Roseate Spoonbills on Big Slough
Roseate Spoonbills on Big Slough

Friday, December 17, 2010

My Favorite Place in Anahuac National Wildlife Refuge

I've been working on the Skilern Unit along East Bayou for the last several days.  I'm building some piles from the downed trees that will attract sparrows. And I'm seeding grass along the new accessible trail.

The more I'm there, the more I want to be there. This place lost it's bridge and lots of its trees but it going to be an even more people and bird friendly place in the future. It's going to have 700 acres of wet fields, some of which will be in rice this spring.  It now has the new bridge completed and two new overlooks, one overlooking the bayou and the other looking  over a little pond and the rookery area where I expect to see neotropical cormorants, herons, and roseate spoonbills breeding this spring.
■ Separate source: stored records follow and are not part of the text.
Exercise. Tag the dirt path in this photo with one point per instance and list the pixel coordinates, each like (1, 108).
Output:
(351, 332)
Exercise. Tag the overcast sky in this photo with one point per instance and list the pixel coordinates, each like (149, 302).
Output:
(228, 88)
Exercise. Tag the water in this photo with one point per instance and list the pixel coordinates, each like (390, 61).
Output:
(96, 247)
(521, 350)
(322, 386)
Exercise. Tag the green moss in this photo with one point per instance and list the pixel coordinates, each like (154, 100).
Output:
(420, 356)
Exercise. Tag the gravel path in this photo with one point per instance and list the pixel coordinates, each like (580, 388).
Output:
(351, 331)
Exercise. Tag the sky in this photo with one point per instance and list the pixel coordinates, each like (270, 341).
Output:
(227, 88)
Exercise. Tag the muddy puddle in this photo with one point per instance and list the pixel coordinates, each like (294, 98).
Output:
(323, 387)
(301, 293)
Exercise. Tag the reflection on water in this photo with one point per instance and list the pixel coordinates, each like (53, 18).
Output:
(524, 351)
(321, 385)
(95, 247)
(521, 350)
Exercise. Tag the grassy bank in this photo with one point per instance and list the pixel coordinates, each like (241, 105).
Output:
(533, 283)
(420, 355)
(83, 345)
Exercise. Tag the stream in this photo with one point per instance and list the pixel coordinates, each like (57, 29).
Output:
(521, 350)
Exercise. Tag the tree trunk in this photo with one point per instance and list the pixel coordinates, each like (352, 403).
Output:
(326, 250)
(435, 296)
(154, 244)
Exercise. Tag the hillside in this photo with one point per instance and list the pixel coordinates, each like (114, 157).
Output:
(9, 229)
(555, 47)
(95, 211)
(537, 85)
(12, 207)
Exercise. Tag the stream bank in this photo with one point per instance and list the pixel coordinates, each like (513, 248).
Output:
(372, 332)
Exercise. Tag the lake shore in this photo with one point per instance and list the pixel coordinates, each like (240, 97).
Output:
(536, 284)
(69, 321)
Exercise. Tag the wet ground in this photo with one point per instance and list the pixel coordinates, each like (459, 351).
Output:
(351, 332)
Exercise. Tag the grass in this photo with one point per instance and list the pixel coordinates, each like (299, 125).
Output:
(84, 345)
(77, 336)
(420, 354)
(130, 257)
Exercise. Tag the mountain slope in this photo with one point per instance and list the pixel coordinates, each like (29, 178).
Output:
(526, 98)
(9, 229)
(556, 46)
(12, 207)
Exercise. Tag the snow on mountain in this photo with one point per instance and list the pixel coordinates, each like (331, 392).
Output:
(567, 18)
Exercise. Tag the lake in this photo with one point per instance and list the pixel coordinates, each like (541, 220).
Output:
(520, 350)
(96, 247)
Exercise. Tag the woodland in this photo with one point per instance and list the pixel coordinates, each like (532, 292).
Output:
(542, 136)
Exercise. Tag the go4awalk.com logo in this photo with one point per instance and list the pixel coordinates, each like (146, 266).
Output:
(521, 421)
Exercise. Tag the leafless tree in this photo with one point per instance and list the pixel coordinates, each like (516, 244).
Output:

I love being in the trees and looking out over the bayou and the wet fields as I work and listening to and watching all the birds here.  I'll include my list of birds I saw a couple of mornings ago, when I went early and and really looked for them. This is also my favorite place to go at the end of the day and watch the sun set and the cormorants and great egrets come in to roost in the rookery area.

But here are some of my favorite pictures from this area.

First some birds by the first little wet field.  You can bird from your vehicle.  There were American pippets, common snipe, Savanna sparrows and killdeer, our most ubiquitous bird.


Wilson's Snipe

Pectoral Sandpiper

Kildeer
 This is a common view many times each day as something disturbs a huge flock of geese. This is a view looking east from the road.


I'
Snows Uplifting - This happens when a hawk or perigrine falcone flys over

 This is a view from the new bridge just past the new parking lot.


The East Bayou Overlook


 
The New Bridge

Overlook Over Pond and Rookery

Handicap-Accessible Trail - I'm planting grass seed along the bare edges





 The skies almost always have birds flying in them: snow geese, greater white-fronted geese, various species of ducks, including whistling ducks, white-faced and white ibis, red tail hawks, harriers - often in groups.Merlins, cormorants, anhingas, great egrets, and great blue herons are all all common to abundant.

Merlin hunting supper

Cormorants and great egrets roosting

Mine! No, mine!

The moon is up at sundown.

These pictures were taken over a two hour period in this area. TWO HOURS! But it felt like fifteen minutes!

And here is a link to eBird where my list of birds is stored..

1 comment:

  1. Enjoyed the photos. I am newly retired also and am thinking about volunteering there as well. I live on Lake Anahuac and love to kayak. I am going out to the refuge this evening.